For a time I felt as if nothing had come before me, that I had simply risen from the Vltava river, drenched in water, and had crossed the muddy banks to be close to the city.  

I had been in Prague for two months and was renting a room in a shared building that was once a post office.  The toilets, labelled by gender, still had hand-dryers on the walls, and the kitchen, which was burnt and filthy and smelled of oil, was in the strip of corridor that linked our rooms.  There was six of us in total, a Brazilian, two Turks, an Irishman, a Macedonian, and myself.  We lived harmoniously with few disputes.  We gambled over cards until the early hours of the morning.  We listened to techno and had film nights.  We bought a pet snake and let it loose from its tank so it could explore the building and eat the mice.  Sometimes it would sit on the table amongst the playing cards and glasses of gin.

At night I haunted strip joints and brothels.  I drank beer and vodka and watched as the world around me vanished.  Mostly I kept to myself, strolling the baroque streets with a cigarette hanging from my mouth.

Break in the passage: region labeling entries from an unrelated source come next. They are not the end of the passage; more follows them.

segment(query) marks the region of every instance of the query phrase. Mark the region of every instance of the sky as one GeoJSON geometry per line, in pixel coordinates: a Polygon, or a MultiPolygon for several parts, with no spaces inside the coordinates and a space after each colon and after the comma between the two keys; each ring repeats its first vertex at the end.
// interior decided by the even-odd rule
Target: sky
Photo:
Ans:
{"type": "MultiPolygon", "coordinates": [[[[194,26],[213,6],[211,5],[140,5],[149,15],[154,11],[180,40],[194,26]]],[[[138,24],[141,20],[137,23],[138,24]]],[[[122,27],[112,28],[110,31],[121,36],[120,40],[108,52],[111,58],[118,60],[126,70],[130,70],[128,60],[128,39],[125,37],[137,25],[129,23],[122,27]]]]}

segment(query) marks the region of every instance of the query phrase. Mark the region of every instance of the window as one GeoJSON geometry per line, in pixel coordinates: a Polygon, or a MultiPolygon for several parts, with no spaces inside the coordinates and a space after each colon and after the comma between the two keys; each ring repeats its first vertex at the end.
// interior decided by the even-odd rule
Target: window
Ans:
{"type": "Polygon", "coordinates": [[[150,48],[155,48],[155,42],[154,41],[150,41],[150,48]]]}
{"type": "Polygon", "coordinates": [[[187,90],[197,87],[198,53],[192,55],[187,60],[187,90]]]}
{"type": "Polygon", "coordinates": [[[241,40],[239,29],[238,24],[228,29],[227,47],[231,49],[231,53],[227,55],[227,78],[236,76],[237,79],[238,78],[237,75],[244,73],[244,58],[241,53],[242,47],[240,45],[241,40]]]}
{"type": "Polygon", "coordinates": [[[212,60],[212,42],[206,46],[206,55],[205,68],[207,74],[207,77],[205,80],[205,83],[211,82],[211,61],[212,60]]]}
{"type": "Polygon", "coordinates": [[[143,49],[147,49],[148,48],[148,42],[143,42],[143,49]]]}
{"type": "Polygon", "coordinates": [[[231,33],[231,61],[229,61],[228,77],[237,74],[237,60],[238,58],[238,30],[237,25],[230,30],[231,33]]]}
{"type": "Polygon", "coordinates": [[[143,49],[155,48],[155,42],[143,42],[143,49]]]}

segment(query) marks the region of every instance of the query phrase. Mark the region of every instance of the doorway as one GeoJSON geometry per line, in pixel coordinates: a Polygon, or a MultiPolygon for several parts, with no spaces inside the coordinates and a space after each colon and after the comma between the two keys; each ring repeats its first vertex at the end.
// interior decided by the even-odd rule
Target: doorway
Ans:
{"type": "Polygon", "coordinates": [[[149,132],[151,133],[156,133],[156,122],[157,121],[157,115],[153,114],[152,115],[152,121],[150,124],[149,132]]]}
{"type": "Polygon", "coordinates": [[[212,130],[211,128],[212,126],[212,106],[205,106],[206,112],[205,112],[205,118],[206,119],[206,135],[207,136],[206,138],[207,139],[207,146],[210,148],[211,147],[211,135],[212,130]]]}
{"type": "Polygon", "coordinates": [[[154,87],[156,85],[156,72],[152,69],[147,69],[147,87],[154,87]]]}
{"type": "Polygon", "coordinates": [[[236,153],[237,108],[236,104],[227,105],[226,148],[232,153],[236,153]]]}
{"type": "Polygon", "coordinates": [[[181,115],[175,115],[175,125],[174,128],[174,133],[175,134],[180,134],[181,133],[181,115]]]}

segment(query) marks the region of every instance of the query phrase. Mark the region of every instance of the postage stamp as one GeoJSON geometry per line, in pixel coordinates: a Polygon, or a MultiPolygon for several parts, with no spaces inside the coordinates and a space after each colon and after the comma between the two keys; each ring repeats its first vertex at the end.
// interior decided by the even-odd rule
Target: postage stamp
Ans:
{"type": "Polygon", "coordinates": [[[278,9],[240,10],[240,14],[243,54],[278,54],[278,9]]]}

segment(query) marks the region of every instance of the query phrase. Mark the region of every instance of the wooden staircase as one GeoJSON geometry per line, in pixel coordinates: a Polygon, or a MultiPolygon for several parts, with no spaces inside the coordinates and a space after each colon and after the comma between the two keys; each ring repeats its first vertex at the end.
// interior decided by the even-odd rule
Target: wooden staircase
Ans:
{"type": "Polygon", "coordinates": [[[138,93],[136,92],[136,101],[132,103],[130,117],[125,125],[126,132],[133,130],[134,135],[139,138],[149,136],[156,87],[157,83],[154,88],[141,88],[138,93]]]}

I met Bethany at a bar on a street I no longer remember the name of.  It was somewhere in the old town.  Bethany was a podgy American who had the look of a chique-geek at a time when the style was in.  She was attractive and wore thick rimmed glasses and had short dyed hair.  We met once a week for coffee and she taught me how to knit.  Sometimes she would let the strap of her dress slip down her arm to reveal the skin of her shoulder.  Every time she did this she would meet my gaze but I always feigned ignorance.  Whenever we finished our little get-togethers I walked with her to the tram stop and I always sensed she was waiting for me to go home with her.  As a red blooded male I wanted to almost as much as I didn’t.  The spark was not there and the cadence of her voice had begun to irritate me.  This was confounded by the ridiculous things she often said.

‘I would make such a terrible mother,’ she told me.

‘Why would you think that?’

‘Because!  It’s true!’  Everything was such a drama.  ‘Haven’t you ever imagined yourself several steps ahead?  Like in two or three years?  Being a father?  It’s like some kind of – oh my god.’  We were in a cafe that was situated at the back of a bookshop.  A waitress came past with a tray of crockery.  Bethany leant across and said, ‘She is such a porn star.  Have you eaten?  I haven’t really eaten.’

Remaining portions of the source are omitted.